Related: KPBS's Interactive Voters Guide
Unlike a "strong mayor," who acts as a CEO, mayors in other San Diego County cities remain part of their city councils and their vote carries the same weight as the other members.
Tony Krantz, a Democratic councilman in Encinitas and one of Gaspar’s main challengers, said having citizens elect their mayor does make a difference on critical issues, such as growth and development in the city.
“I don’t think 'power' is the right word,” Krantz said. “It’s influence. The mayor will have a little more influence. The public does look to the mayor for leadership.“
Krantz said he represents the “slow growth” approach to development. Gaspar describes herself as being for “managed growth.”
In Escondido, a high-profile mayor’s race is unfolding that could redefine the community.
Olga Diaz, a Democrat, a Latina and a city councilwoman, is challenging Republican Mayor Sam Abed, who is running for his second term. Abed is part of a voting majority on the City Council, but he said the mayor’s role transcends the politics on the council.
“The mayor has a stronger influence than one vote, of course!” he said. “We set the agenda, we lead the city. We work closely with the city manager and city attorney to implement the council goals. My priorities as a mayor have been adopted by the City Council, so I created the city action plan.”
Diaz's take on the mayor’s role: “The mayor sets the tone for a city.”
She said she wants to change the tone in a city where half the population is Latino. Those residents have been made to feel unwelcome, Diaz said.
“So, as mayor, I think I'd be somebody who could help Escondido be seen as a welcoming city,” she said. “And there's a very big difference in personality, in character traits between the current mayor and myself. My approach is more collaborative, taking community feedback. Not just expecting it, but reaching out to get it.”
Twenty miles to the west of Escondido, in Oceanside, Mayor Jim Wood sounds a note of warning for aspiring new mayors.
“Basically, if you get elected to a position as a mayor on a council and you don’t have the voting majority of, let’s say three, it’s tough!” he said.

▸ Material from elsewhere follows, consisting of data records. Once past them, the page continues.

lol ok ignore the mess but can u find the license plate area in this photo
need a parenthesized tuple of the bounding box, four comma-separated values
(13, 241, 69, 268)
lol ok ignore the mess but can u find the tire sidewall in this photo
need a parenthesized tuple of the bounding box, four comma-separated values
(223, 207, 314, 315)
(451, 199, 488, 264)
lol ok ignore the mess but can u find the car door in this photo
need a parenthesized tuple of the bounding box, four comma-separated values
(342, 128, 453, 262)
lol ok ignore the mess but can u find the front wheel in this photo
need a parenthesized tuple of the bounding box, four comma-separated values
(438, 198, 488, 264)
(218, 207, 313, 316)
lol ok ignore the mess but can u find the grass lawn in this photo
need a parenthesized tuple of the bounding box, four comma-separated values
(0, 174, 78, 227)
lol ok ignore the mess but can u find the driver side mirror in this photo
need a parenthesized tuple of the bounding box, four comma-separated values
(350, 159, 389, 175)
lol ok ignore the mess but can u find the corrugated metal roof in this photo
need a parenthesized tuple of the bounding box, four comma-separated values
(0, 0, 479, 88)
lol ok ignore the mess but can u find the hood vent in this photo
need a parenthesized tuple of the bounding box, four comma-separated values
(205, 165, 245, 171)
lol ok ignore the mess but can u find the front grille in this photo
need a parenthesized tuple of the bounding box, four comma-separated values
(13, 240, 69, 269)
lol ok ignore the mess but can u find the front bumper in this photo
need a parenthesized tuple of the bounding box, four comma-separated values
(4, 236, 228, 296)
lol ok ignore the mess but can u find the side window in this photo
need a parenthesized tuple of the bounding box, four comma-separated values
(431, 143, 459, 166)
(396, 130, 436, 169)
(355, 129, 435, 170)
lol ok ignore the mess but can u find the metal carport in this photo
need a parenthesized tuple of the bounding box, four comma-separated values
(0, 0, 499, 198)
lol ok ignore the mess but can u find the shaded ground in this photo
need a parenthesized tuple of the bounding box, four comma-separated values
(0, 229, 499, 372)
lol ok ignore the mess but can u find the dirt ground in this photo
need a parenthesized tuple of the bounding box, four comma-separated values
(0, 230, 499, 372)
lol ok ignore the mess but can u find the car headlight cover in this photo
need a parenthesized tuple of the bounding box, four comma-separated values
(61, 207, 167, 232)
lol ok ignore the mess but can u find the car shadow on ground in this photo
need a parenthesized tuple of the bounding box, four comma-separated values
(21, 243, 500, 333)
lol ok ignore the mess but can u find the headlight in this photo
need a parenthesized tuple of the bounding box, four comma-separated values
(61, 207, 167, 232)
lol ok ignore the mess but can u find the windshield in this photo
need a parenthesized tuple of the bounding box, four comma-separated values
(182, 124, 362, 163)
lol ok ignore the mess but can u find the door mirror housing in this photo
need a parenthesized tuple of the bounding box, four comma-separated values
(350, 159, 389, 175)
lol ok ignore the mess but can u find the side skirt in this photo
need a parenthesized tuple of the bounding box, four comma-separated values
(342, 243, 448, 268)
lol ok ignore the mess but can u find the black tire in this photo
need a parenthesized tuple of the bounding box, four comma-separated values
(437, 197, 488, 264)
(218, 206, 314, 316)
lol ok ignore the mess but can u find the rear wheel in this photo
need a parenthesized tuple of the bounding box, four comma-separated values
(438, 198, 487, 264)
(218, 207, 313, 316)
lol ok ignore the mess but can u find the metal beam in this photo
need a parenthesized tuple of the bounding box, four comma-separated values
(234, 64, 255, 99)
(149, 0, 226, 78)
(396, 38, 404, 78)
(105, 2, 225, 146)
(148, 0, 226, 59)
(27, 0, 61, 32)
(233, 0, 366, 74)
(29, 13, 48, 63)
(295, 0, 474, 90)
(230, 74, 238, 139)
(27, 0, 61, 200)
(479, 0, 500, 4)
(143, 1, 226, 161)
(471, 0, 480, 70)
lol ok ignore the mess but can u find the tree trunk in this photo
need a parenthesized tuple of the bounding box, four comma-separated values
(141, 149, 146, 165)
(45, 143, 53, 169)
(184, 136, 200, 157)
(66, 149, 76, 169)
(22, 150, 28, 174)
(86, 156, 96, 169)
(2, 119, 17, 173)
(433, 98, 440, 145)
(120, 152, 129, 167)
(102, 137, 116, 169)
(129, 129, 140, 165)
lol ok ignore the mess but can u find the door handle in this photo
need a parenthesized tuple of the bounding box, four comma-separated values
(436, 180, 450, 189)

Wood, a moderate Republican, easily won a third term as Oceanside’s mayor in 2012. But, he said, the council’s more conservative majority has stripped his power.
“I won big time, so those three, they couldn’t beat me at the polls,” Wood said. “So what they did, they stripped me of all my power." He said he can still run the council meetings, but the council majority "pulled me off every committee or commission that I sat on and decided to replace themselves on those countywide committees.”

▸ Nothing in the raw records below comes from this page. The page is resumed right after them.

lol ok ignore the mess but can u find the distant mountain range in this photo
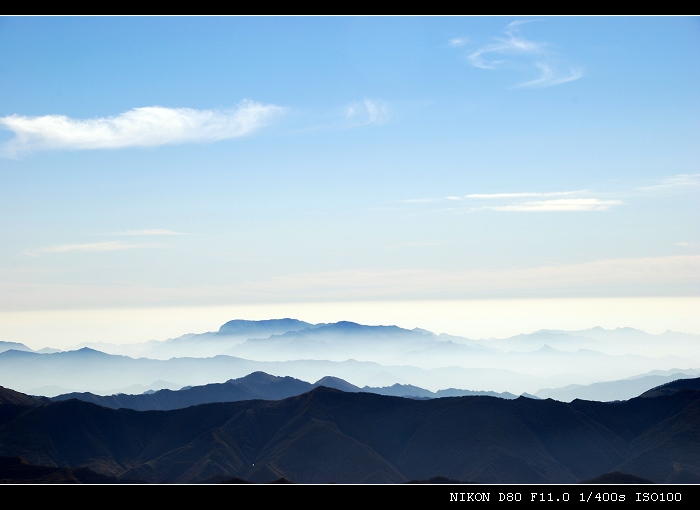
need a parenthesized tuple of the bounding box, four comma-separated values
(48, 369, 700, 411)
(535, 369, 700, 402)
(1, 382, 698, 483)
(5, 346, 690, 399)
(0, 347, 543, 396)
(2, 319, 698, 398)
(69, 319, 700, 368)
(51, 371, 518, 411)
(0, 341, 32, 354)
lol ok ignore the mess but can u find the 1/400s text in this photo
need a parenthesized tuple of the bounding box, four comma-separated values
(580, 493, 625, 502)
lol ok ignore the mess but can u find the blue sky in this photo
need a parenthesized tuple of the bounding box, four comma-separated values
(0, 17, 698, 321)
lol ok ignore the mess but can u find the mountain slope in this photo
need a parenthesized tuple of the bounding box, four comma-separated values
(640, 376, 700, 398)
(0, 456, 144, 483)
(52, 372, 316, 411)
(0, 341, 32, 354)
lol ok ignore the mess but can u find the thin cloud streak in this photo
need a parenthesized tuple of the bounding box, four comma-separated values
(0, 100, 285, 156)
(515, 62, 583, 89)
(406, 191, 620, 212)
(33, 241, 142, 254)
(464, 191, 585, 199)
(117, 229, 188, 236)
(636, 174, 700, 193)
(485, 198, 622, 212)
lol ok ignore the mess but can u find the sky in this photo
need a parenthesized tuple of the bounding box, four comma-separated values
(0, 17, 698, 346)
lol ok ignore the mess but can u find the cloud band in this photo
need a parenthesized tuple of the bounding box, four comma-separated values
(0, 100, 284, 156)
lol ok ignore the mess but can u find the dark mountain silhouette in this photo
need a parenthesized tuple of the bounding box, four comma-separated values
(1, 386, 698, 483)
(579, 471, 653, 484)
(51, 372, 517, 411)
(218, 476, 252, 483)
(406, 476, 471, 484)
(0, 386, 47, 407)
(217, 476, 292, 484)
(52, 372, 315, 411)
(0, 456, 144, 483)
(314, 376, 360, 392)
(0, 387, 48, 430)
(640, 376, 700, 398)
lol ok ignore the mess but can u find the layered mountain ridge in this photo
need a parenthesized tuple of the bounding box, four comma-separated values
(3, 319, 699, 401)
(0, 382, 698, 483)
(50, 371, 518, 411)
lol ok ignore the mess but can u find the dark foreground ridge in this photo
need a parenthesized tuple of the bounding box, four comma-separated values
(579, 471, 654, 484)
(406, 476, 471, 484)
(0, 456, 145, 483)
(640, 376, 700, 398)
(1, 385, 699, 483)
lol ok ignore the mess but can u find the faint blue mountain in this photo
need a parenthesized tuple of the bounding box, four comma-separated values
(536, 368, 700, 402)
(0, 341, 32, 354)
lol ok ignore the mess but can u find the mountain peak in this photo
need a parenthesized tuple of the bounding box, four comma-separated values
(330, 321, 362, 329)
(235, 371, 287, 384)
(217, 318, 312, 336)
(0, 386, 47, 406)
(313, 376, 361, 392)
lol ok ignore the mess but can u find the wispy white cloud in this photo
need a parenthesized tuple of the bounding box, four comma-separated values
(460, 21, 582, 88)
(449, 37, 469, 47)
(515, 62, 582, 88)
(443, 191, 620, 211)
(636, 174, 700, 193)
(117, 229, 188, 236)
(440, 173, 698, 212)
(0, 100, 285, 156)
(463, 191, 585, 200)
(468, 22, 544, 70)
(32, 241, 141, 254)
(485, 198, 622, 212)
(346, 99, 389, 125)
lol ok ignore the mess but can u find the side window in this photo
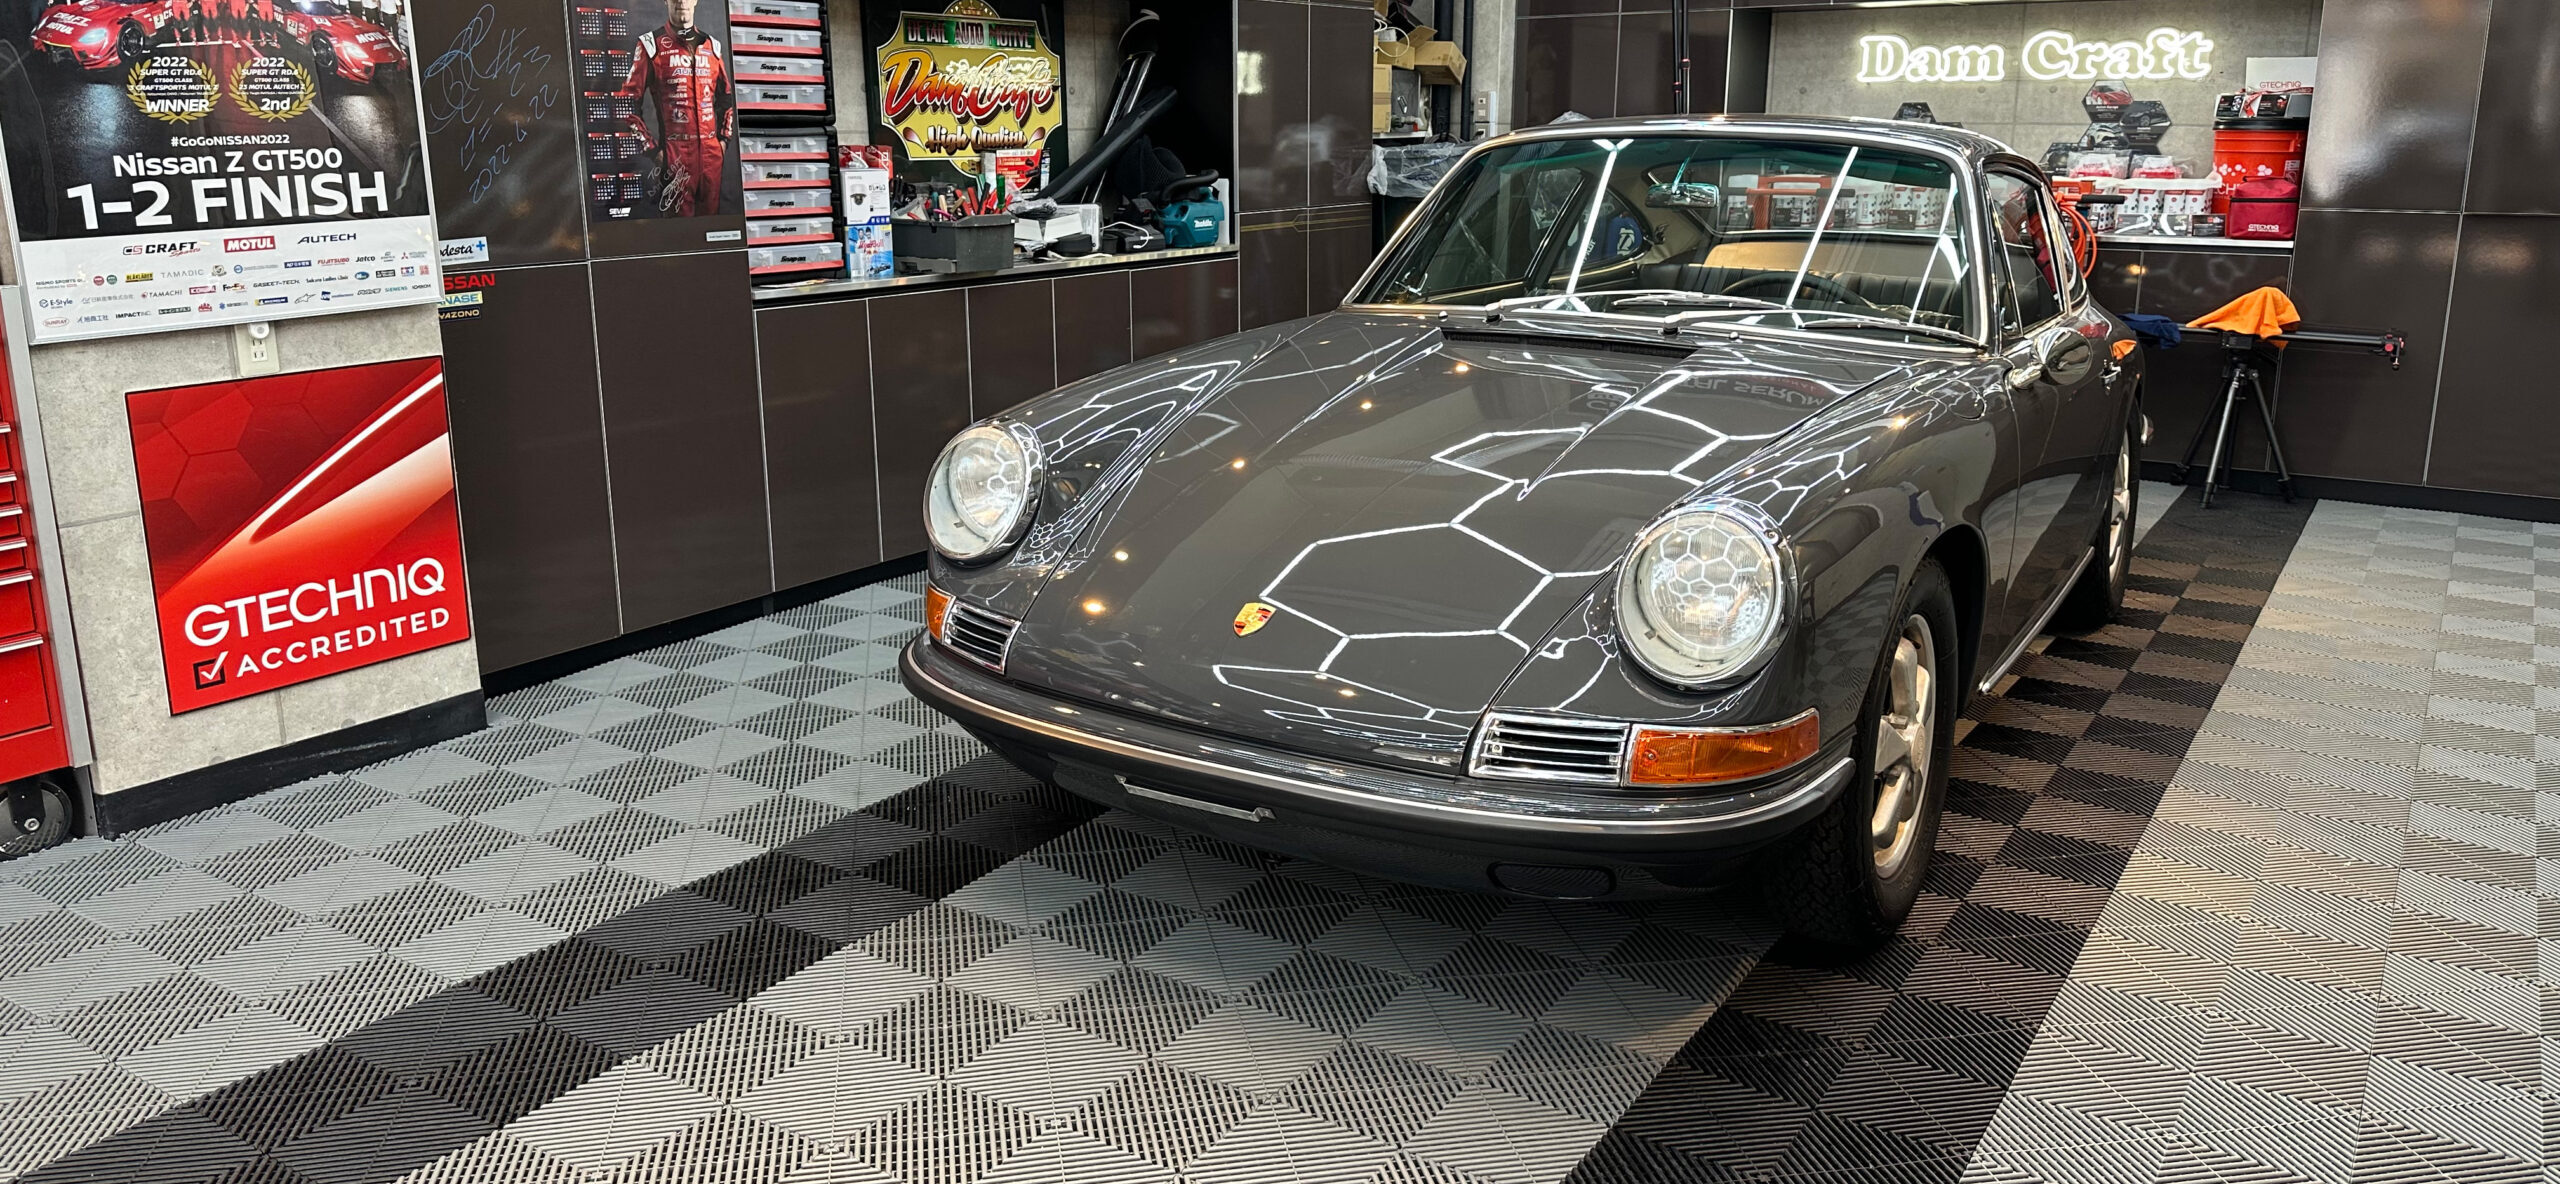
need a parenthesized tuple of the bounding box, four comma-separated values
(1985, 172, 2063, 330)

Wood no longer sits on the San Diego Association of Governments, for example, where many vital decisions are made about future spending on regional transportation. Wood’s mayoral seat is not on the ballot this year, but he is campaigning. He knows that unless he can help one of the City Council challengers win, he will continue to be sidelined.
Related: KPBS's Complete Election Coverage
That political fate, however, does not deter a young city councilman in neighboring Vista. Democrat Cody Campbell is also in the voting minority on his City Council. But at the age of 28, he is challenging Vista’s long-standing Republican mayor, Judy Ritter.

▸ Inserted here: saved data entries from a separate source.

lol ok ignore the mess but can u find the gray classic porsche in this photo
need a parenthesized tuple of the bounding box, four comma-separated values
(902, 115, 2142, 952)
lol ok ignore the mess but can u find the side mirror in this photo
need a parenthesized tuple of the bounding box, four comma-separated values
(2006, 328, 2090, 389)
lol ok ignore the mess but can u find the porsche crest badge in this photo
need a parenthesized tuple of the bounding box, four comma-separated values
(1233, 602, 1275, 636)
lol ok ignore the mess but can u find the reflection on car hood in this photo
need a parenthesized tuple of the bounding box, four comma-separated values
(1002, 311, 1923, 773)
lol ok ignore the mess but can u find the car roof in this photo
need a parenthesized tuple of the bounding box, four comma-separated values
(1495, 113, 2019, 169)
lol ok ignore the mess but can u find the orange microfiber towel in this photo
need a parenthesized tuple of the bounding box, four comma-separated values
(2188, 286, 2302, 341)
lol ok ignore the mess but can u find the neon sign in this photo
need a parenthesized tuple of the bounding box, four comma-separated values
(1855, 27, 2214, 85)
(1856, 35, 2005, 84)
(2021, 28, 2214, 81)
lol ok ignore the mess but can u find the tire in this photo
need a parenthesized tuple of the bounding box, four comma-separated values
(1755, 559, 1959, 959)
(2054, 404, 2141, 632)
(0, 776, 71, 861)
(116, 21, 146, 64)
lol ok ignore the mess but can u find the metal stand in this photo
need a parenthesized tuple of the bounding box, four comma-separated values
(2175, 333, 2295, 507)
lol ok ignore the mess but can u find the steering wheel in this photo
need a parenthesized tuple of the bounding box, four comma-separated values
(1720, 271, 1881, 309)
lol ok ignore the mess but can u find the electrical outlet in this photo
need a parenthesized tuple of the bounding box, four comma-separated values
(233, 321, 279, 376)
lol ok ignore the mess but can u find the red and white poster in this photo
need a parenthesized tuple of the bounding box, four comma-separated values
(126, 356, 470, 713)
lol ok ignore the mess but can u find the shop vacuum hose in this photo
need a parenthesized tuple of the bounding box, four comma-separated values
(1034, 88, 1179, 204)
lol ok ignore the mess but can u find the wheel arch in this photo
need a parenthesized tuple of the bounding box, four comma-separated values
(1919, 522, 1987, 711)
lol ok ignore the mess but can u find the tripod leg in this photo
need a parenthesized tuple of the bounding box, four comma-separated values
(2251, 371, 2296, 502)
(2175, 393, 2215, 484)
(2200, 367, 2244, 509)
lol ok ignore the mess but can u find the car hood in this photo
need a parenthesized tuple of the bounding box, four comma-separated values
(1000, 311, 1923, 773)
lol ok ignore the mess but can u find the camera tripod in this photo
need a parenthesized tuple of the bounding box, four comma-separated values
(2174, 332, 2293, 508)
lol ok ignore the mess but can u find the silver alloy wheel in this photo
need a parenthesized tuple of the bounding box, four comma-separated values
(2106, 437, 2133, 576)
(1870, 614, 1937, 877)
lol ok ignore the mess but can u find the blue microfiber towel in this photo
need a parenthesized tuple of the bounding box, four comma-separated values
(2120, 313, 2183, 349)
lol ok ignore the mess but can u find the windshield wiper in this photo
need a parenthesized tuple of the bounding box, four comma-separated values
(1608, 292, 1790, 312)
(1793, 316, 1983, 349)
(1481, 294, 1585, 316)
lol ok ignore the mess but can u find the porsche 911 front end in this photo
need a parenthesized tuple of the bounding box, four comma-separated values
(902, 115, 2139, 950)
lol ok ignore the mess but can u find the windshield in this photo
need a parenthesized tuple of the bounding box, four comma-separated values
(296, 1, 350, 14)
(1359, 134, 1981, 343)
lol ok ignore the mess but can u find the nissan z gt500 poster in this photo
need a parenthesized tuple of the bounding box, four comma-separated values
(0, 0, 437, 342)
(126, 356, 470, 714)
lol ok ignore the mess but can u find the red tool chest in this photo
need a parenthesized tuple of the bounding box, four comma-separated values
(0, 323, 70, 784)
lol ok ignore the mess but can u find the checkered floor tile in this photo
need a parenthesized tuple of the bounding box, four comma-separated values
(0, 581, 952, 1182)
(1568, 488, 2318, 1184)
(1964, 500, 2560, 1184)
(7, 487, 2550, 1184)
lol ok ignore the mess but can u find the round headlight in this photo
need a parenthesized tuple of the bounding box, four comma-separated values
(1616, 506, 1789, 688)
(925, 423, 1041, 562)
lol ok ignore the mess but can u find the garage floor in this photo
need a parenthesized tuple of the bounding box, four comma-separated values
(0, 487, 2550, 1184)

“If you look at the history of Vista, over the past 16 years that Judy Ritter has been on the council and as mayor, Vista has shown itself to be a city that lags behind our neighbors,” Campbell said.
He said Vista has taken a piecemeal approach to development and should adopt more smart growth strategies.
Ritter is fighting to stay on as mayor. Vista’s business community is flourishing under her tenure, she said, and she sees her role as less about power and more about being a figurehead.
“I don’t see pulling the city in a certain direction,” Ritter said. “I just see more being a cheerleader for the city and an ambassador for the city.”
The Nov. 4 election will show whether the mayoral races in North County bring new blood into the political mix, and if so, what difference that will make.